Our reduced awareness of how behaviors affect outcomes is directly related to the instant access we have to an overload of information. If you are feeling discomfort at a recent social interaction, or experiencing angst related to something you may have said to a loved one, a quick and painless fix is distraction. Brush it off, bury it in the sand, and be done with it. Society will help cover it up by bombarding you with the next best thing in a continuous stream of information and flashing lights.

Fast-paced living makes denial effortless. There is no longer time to sit down and hash out differences until a compromise is reached. There is too much supporting information for both viewpoints to “agree to disagree.” The quickest means to an end is blitzing any naysayers with your opinion, leaving behind only quiet and agreeable rubble.

When energy is being expended at a previously unheard-of rate, survival depends on conserving it where possible. Full speed ahead has been the motto for decades, despite the knowledge that it is likely the cause of too many health issues to track. Anyone who gets in the way is quickly swept to the side, and taking accountability for how these behaviors are creating our own toxic outcomes is far too dangerous of a game to play.

Accountability as an Antidote

The antidote to this slow poison that is rotting our connections with others lies in the power of pushing back. There is immense strength in stepping out on a limb to permit vulnerability. Admitting to imperfection is the first step in opening horizons and learning new ways of restoration.
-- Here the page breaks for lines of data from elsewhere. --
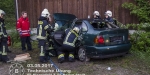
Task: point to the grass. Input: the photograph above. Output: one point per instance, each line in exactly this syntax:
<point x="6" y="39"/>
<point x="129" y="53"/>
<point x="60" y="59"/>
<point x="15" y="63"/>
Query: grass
<point x="137" y="61"/>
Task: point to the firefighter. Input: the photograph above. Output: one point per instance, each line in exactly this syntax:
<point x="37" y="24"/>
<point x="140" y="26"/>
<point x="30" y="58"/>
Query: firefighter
<point x="96" y="15"/>
<point x="3" y="39"/>
<point x="43" y="28"/>
<point x="108" y="16"/>
<point x="23" y="28"/>
<point x="70" y="38"/>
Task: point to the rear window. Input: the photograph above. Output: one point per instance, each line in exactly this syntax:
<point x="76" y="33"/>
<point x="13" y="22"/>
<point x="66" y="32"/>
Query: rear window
<point x="98" y="24"/>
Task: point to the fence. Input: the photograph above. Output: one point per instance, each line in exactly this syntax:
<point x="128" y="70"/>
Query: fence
<point x="80" y="8"/>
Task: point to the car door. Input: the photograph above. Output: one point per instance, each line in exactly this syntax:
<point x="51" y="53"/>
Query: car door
<point x="64" y="21"/>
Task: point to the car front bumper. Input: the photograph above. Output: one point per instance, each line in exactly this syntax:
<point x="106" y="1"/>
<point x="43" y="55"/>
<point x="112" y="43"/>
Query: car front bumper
<point x="107" y="51"/>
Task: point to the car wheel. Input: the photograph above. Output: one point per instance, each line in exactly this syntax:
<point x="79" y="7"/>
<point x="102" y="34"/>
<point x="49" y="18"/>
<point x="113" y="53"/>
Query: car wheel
<point x="82" y="55"/>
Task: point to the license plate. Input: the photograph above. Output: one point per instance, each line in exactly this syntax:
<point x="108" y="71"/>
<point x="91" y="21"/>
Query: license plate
<point x="117" y="39"/>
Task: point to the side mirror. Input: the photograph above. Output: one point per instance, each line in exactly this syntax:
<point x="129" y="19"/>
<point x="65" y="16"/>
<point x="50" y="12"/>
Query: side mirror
<point x="73" y="23"/>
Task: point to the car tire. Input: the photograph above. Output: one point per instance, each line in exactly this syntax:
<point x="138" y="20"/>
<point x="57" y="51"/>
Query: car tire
<point x="82" y="55"/>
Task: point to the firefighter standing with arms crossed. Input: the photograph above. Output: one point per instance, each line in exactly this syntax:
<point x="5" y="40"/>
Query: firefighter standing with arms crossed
<point x="71" y="36"/>
<point x="3" y="39"/>
<point x="43" y="28"/>
<point x="23" y="28"/>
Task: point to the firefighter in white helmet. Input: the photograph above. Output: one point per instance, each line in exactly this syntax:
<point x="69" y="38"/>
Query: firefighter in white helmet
<point x="108" y="16"/>
<point x="3" y="39"/>
<point x="70" y="38"/>
<point x="43" y="28"/>
<point x="96" y="15"/>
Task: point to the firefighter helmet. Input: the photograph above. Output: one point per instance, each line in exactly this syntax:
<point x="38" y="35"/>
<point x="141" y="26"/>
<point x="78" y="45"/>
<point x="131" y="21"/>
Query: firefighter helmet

Although it comes with colossal risk, accountability is a passage to recovery.

We have seen the influence of one person refusing to move, one person sharing their dream, or one person never giving up. Reversing the tide of self-serving pleasure seeking can be as simple as acknowledging we are all broken in some way. Being able to say “it was me,” reaching out to those we have knowingly hurt, and accepting that what makes us different is the glue that holds us together and can reduce some of the chaos.
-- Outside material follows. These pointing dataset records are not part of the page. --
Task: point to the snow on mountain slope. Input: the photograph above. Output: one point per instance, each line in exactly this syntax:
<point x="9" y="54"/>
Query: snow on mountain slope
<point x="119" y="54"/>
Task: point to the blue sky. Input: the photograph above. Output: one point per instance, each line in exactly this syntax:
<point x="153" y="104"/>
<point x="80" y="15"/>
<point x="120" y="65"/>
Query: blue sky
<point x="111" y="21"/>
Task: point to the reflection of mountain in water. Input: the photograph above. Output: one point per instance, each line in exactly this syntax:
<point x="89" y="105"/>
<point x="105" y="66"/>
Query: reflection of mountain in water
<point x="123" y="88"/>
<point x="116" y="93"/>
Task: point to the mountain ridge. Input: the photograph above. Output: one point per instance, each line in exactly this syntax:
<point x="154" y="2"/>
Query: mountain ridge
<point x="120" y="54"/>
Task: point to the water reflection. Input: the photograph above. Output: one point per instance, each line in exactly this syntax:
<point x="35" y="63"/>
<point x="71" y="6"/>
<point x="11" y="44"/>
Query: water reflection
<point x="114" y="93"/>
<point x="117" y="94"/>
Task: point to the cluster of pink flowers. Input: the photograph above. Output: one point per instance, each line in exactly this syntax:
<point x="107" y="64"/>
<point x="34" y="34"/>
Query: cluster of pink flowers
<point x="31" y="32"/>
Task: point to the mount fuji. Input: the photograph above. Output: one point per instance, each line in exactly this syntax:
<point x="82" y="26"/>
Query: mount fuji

Accountability is not a dirty word. It paves the way to learn new skills and build deeper connections with others. By admitting to our own faults and mistakes, we jettison the victim role and take back the power to change.


The Nielsen Total Audience Report Q3 2018. (2019).

Freud, S., & Jones, E. (Ed.). (1922). International psychoanalytical library: Vol. 4. Beyond the pleasure principle (C. J. M. Hubback, Trans.). The International Psycho-Analytical Press.